If you are going to chart loss of possessions, I think you need to break it down even further into four categories.
* Forced loss of possessions (flop)
* Unforced loss of possession (ulop)
* Risked loss of possessions (rlop)
* Good loss of possessions (glop)
There is a big difference between the three and it's important for coaches and players to understand the differences, and to know when some are acceptable and others are not.
A flop occurs when the player is under pressure and loses the ball. This could be the result of receiving the ball while already under pressure, or having the situation change and finding yourself surrounded by opponents.
A Flop occurs when the player loses the ball even though there is no pressure on you at all. This could be from a square pass to a player who has already left that space or a mis hit pass that goes directly to an opponent.
A rlop occurs when a player sees an opportunity and takes a chance and it doesn't work (this might be trying a through ball that is hit too hard, or a shot on goal or trying to split two players with a dribble because space is seen behind them)
A glop occurs when the team loses possession but for a good reason. The most obvious one would be when there is a loss of possession because your team scores a goal. Coaches will "accept" this type of a loss of possession every time. Another example might be when the ball is crossed in from an opponent you you clear the ball to safety although it does result in possession for the opponent. While some would classify this as a flop, I believe it belongs in a the glop category
If you are going to track statistics, it's important to realize these four types of losses of possesion are quite different.
If you track these, you want to first emphasize the ulop. As a coach, you would love to get rid of all ulops. However, reality is, some will occur. They happen to the best players in the world and they will happen to your players as well. The key is to work to minimize them as much as possible. To pick a random number, if your team averages 20 ulop's a game, you can set a goal of reducing it to 10 a game. If successful in reaching this goal, you would see a marked improvement in play.

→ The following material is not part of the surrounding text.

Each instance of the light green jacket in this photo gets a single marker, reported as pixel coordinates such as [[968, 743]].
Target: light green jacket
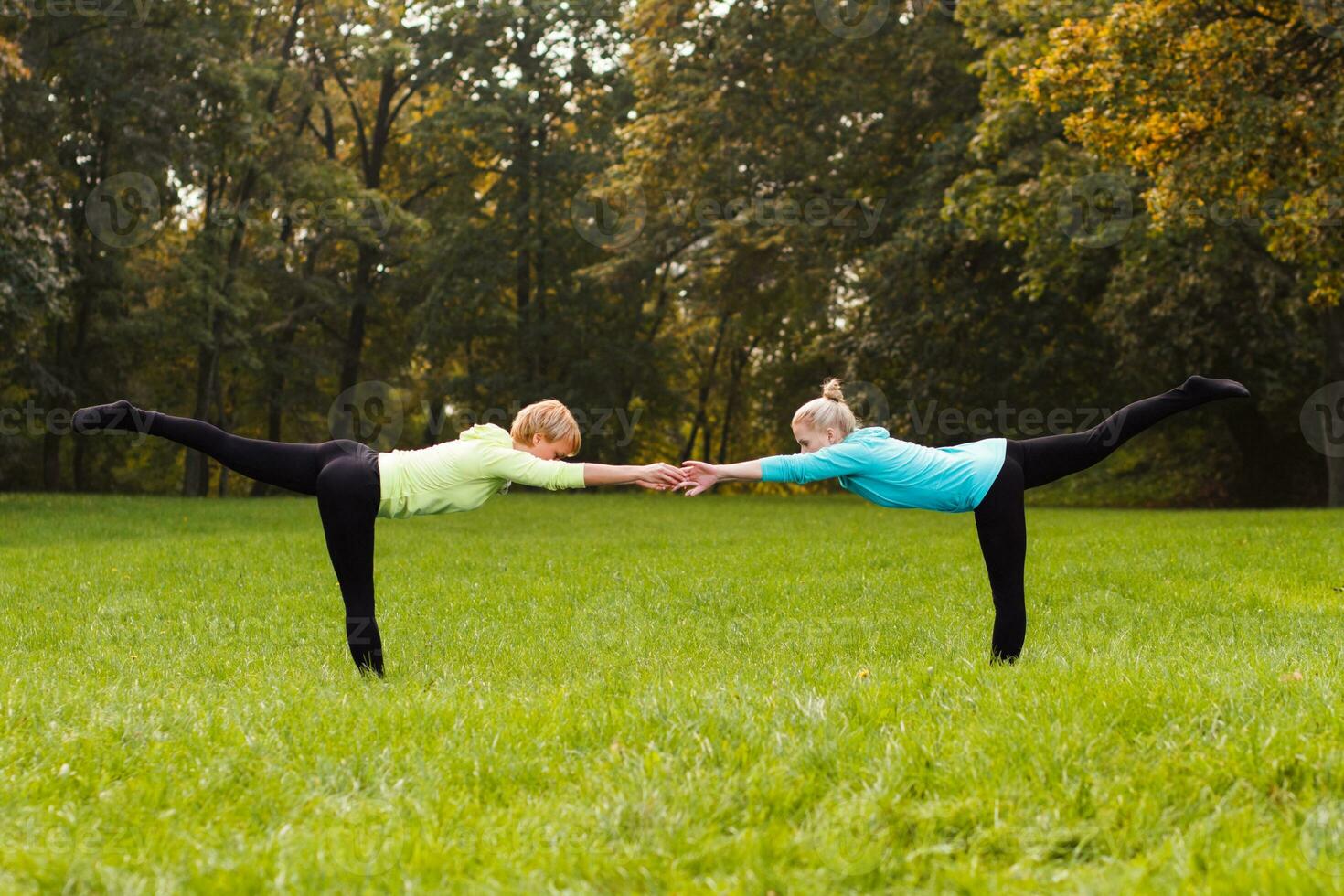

The flops should be tracked as being directly result of the player losing the ball or a result of them losing the ball due to receiving it under pressure. For example, if a player receives the ball with no pressure and then dribble into pressure and as a result of this pressure loses the ball, this would be one category. A completely different category would be the player who receives the ball under pressure and while trying to work the ball out of pressure, loses the ball. The second example is much easier to accept than the first one.
The rlop's would be generally considered to be worthwhile losses of possession but only f done in the proper time and location. If the team is winning 1-0 with one minute to go, that is NOT the time to try to dribble through a couple of opponents in your defensive 18.
The point I'm trying to make is that while it can be worthwhile to track loss of possession, it would be much more worthwhile if you do it in a specific and measurable way.
Each of the 4 categories above result in the opponent receiving the ball but they shouldn't all be considered the same. Glops are good all over the field. Ulops are unacceptable all over the field. The other two are understandable depending upon the situation.
As you can see, not all loss of possessions are the same. If you can limit the ulops, have the flops occur in limited quantities and have the rlops occur in the right time and place, your team will be more successful.